The problem with your scheme is that GPT is already able to answer yes and the only reason Chat GPT doesn't is that it has been deliberately bent by OpenAI not to do it. In the absence of reinforcement learning, large language models spit out text according to how they think text normally goes. It's a text generation procedure that has nothing to do with beliefs or inner thoughts - all the model knows about is what word comes next.
It's a text generation procedure that has nothing to do with beliefs or inner thoughts - all the model knows about is what word comes next.
How do you know that? To be clear, I totally agree that ChatGPT is not yet there and I also think that scaling it up will not get us there, but I think the gap might be much smaller than most people think.

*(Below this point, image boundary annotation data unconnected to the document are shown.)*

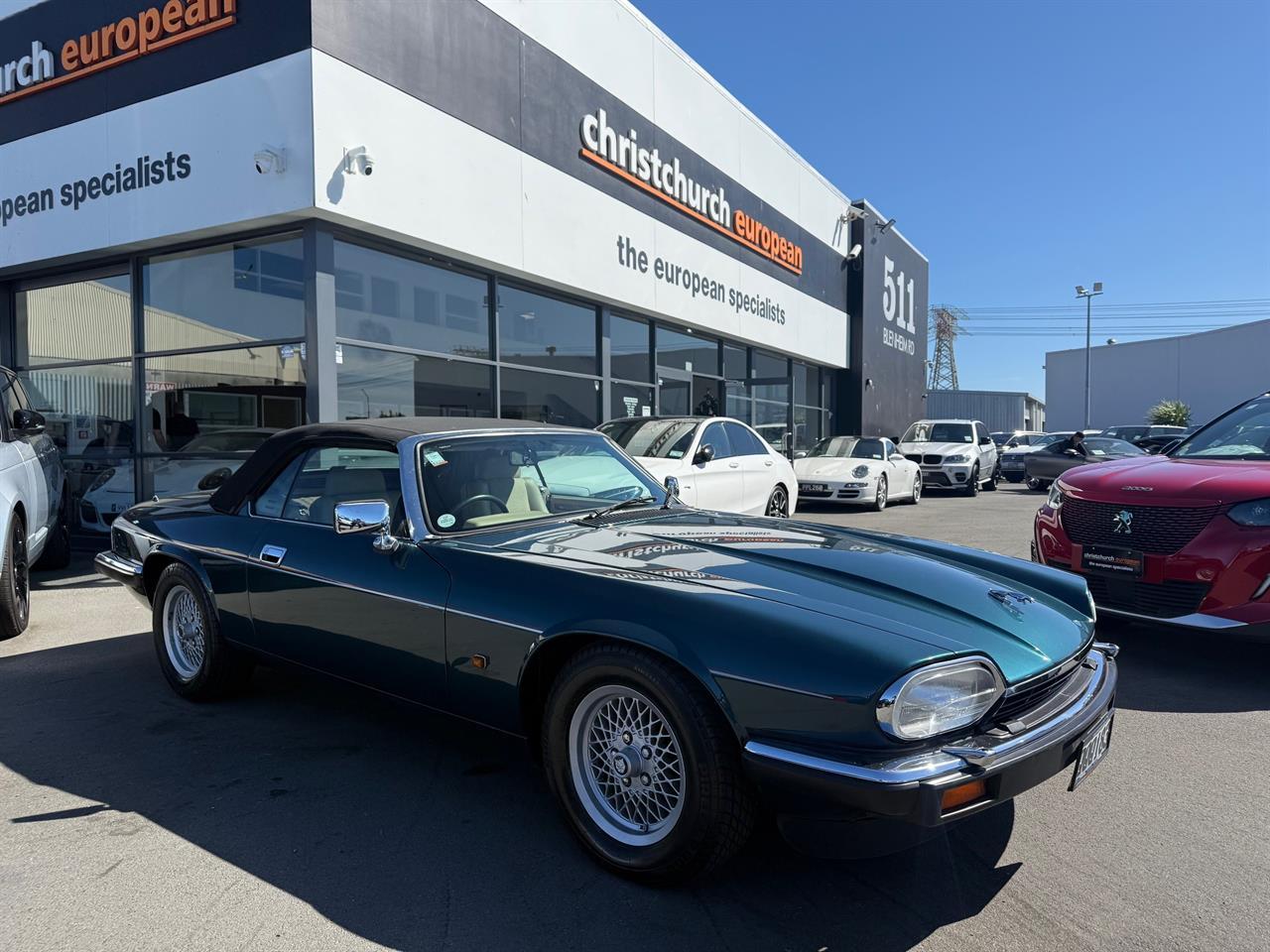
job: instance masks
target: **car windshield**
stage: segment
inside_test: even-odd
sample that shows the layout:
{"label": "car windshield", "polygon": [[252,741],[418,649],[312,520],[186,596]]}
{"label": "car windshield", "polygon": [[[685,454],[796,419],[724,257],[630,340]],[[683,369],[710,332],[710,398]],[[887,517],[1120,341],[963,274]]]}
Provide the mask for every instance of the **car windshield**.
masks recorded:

The way we think is often divided into two categories, for simple things like 1 + 1 you just know the answer, for complicated things things like 13 * 47 we really have to think and reason in steps. ChatGPT seems to do pretty well in the first category but it is not really capable of doing things in the second category. On the other hand I have seen examples of people talking ChatGPT through a reasoning process to arrive at the correct answer for something that it got initially wrong, for example ROT13 encoding some text.
So what if we stuff two copies of ChatGPT into a black box and instead of just spitting out what ever ChatGPT spits out, we let the two copies first have some inner dialog? I don't think it is perfectly obvious how one would do this or what the result would be, but I think ChatGPT has enough basic knowledge that there is at least a chance that one could get it to reason in a step by step fashion.
I think I know enough about how neural networks work even though I could not tell you in any detail what the exact layer structure is, which activation functions they use, how the attention mechanism is build up or what training procedure they use. But why does it matter how well I understand the details?